Chip Conley, the CEO of the Joie de Vivre chain of hotels, has a great blog post about loyalty in the workplace and how to inspire loyalty in employees, customers and investors. He takes his inspiration from Maslow’s hierachy of needs:
What Abe Maslow helped me realize is that a great business leader deeply understands the motivations of their employees, customers, and investors. And, from that I started to realize that there was a Hierarchy of Needs pyramid for employees, customers, and investors.
But, unfortunately, most companies get so caught up with the base survival needs in these relationships that they lose track of the higher needs of each of these three groups.

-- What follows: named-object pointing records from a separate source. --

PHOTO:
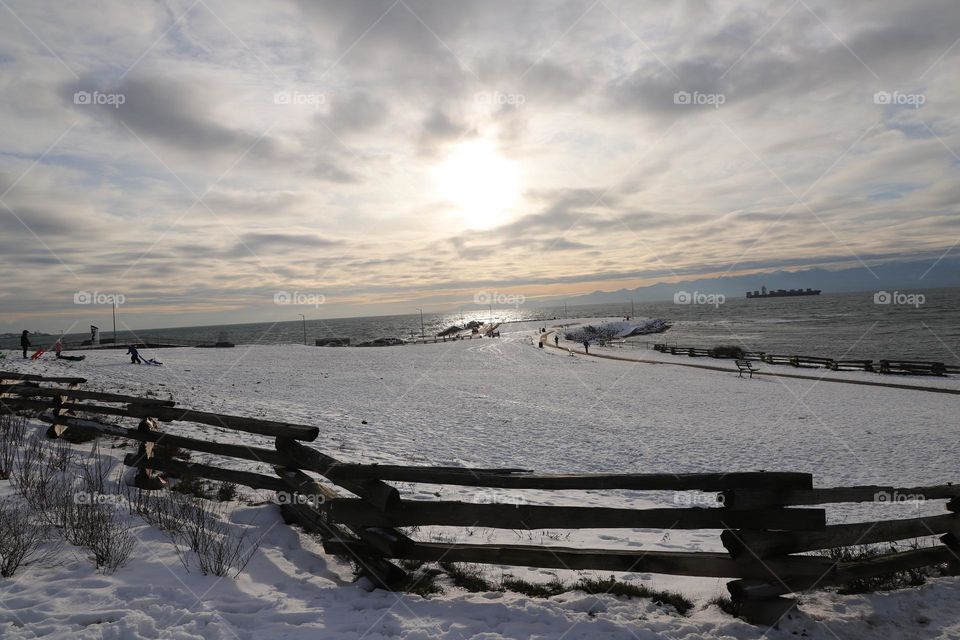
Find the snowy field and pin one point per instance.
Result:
(497, 402)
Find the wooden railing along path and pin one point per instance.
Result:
(906, 367)
(769, 522)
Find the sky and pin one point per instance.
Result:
(203, 162)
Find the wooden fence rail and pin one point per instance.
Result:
(758, 521)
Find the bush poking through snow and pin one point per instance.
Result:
(12, 432)
(888, 581)
(611, 586)
(22, 540)
(218, 549)
(227, 492)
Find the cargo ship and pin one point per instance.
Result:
(782, 293)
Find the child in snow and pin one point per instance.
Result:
(25, 342)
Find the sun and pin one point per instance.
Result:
(481, 184)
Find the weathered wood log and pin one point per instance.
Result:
(513, 479)
(843, 572)
(246, 478)
(506, 516)
(83, 394)
(13, 376)
(250, 425)
(715, 565)
(769, 543)
(768, 612)
(16, 404)
(762, 498)
(255, 454)
(382, 573)
(377, 492)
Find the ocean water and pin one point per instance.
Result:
(838, 325)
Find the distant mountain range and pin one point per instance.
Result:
(893, 275)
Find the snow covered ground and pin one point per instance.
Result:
(496, 402)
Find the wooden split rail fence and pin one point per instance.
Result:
(905, 367)
(769, 522)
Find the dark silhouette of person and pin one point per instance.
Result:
(25, 342)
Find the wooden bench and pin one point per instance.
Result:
(745, 366)
(913, 367)
(852, 365)
(811, 361)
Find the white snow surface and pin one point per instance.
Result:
(494, 403)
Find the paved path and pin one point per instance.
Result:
(892, 385)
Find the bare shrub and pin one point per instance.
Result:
(22, 540)
(12, 432)
(28, 462)
(108, 537)
(219, 549)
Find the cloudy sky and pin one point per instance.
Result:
(199, 156)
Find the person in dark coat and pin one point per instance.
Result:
(25, 342)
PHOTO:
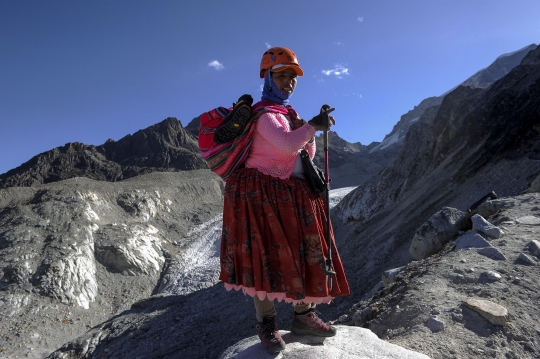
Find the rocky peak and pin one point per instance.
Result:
(481, 79)
(165, 146)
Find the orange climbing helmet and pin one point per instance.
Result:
(278, 59)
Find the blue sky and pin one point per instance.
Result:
(86, 71)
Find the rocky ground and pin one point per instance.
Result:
(424, 308)
(421, 309)
(75, 253)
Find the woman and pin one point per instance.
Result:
(274, 225)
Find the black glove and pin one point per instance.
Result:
(244, 99)
(321, 122)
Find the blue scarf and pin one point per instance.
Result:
(272, 93)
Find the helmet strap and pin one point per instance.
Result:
(272, 93)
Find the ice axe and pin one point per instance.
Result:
(328, 271)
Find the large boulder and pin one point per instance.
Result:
(349, 343)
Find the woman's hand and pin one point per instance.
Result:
(323, 122)
(298, 123)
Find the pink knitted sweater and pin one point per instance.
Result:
(275, 145)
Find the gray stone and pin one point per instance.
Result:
(534, 247)
(389, 276)
(529, 220)
(493, 253)
(350, 343)
(435, 324)
(526, 259)
(482, 226)
(492, 275)
(438, 230)
(471, 239)
(496, 314)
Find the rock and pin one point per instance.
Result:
(438, 230)
(389, 276)
(534, 248)
(471, 239)
(492, 252)
(526, 259)
(163, 147)
(361, 316)
(435, 324)
(492, 275)
(529, 220)
(496, 314)
(483, 226)
(349, 343)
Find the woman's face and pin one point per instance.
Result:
(285, 80)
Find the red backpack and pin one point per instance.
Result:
(224, 158)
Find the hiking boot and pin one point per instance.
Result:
(311, 324)
(269, 335)
(233, 124)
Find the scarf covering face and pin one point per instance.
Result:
(272, 93)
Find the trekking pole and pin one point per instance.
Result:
(328, 265)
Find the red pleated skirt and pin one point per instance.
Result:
(274, 240)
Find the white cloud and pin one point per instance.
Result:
(338, 71)
(216, 65)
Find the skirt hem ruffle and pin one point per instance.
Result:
(252, 292)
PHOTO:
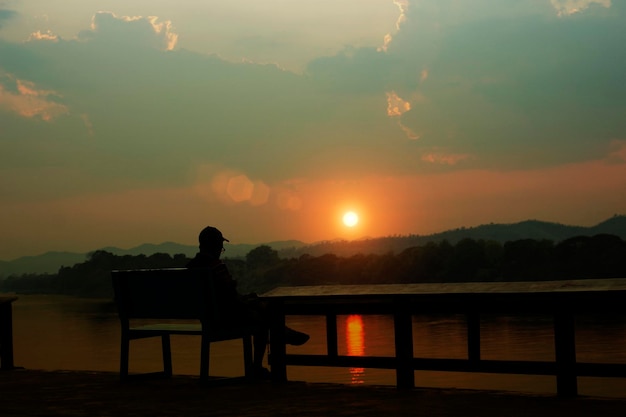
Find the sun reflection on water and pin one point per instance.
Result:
(355, 341)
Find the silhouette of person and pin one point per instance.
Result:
(238, 309)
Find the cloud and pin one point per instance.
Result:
(6, 15)
(40, 36)
(27, 100)
(134, 30)
(570, 7)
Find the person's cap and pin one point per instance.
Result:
(210, 235)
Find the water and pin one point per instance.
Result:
(65, 333)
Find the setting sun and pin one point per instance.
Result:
(350, 219)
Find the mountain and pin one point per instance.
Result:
(528, 229)
(50, 262)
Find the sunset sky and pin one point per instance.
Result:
(130, 122)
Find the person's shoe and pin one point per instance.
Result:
(294, 337)
(261, 374)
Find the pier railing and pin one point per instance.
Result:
(560, 299)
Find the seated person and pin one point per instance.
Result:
(240, 309)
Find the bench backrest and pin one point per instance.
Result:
(175, 293)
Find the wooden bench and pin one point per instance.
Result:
(177, 301)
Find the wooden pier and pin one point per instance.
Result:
(560, 299)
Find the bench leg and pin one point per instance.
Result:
(205, 354)
(247, 356)
(167, 354)
(124, 352)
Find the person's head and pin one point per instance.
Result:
(211, 240)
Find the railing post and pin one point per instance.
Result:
(6, 335)
(473, 336)
(565, 353)
(331, 335)
(278, 350)
(403, 333)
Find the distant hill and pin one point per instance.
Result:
(50, 262)
(529, 229)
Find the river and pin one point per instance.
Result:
(65, 333)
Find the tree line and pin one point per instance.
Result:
(468, 260)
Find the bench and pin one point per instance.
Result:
(174, 301)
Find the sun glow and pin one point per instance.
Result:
(350, 219)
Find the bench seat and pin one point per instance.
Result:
(150, 301)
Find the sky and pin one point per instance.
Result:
(131, 122)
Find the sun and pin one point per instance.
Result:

Business has a natural tendency toward the tangible which impedes many companies from moving to the priceless (to use a MasterCard word) intangible elements at the peak of the employee, customer, or investor pyramids.
This is not just a lot of fun, it’s also darn good business:
[one study] found that a 5 percent increase in customer retention rates led to increased profits between 25 and 95 percent depending upon the industry.
Also Joie de Vivre has an employee turnover rate that is one-fourth the hospitality industry average – imagine how much money that saves them in recruitment and training costs.
One way Chip creates loyalty is to look at the ratio between positive and negative interactions:
Psychologist John Gottman created a landmark study on marriage and found that successful relationships averaged a 5 to 1 ratio of positive to negative interactions. Other studies in the business world have put this ratio at 3 to 1 with respect to what drives productivity in employees. If your workplace is more focused on giving feedback only when something is going wrong, as opposed to celebrating what’s going right, you may end up with a high divorce rate with your employees…
These same ratios can also apply to your relationships with your customers, and, miraculously to your investors too (although I know many of you don’t believe a human Hierarchy of Needs may have anything to do with the Return on Investment Robots we call investors).
Another is to create peak experiences for employees and customers – or even for complete strangers. In another great post, Chip explains how his company invited a bunch of strangers to a party:
…recently, we created a peak experience for a bunch of strangers – albeit strangers who had something in common with each other and the company. To celebrate the 20th anniversary of Joie de Vivre, we invited 10,000 people (I’m assuming mostly women) from the state of California with the name “Joy” to a JOY PARTY at our luxurious Hotel Vitale on San Francisco’s waterfront.
we ended up with a roomful of joy (or Joys) — 125 women sharing the name with dozens and dozens of husbands, significant others, friends, children and even a few media there to capture the occasion.
How cool is that! It’s an expression of joy, it’s quirky, it fits great with the company’s brand AND it’s a wonderful example of the abundance mentality at work.
I stand in awe of this approach to running a business – and it only confirms what I always say: That happy companies are way more efficient than unhappy ones. Their ability to inspire loyalty in employees, customers and investors is just one reason.
And that’s why the future belongs to the happy!
Chip has explained his ideas in his new book Peak: How Great Companies Get Their Mojo from Maslow, which went into my shopping basket at Amazon… [click] …right then.
A great big thank you to Simon White for telling me about Chip’s excellent posts!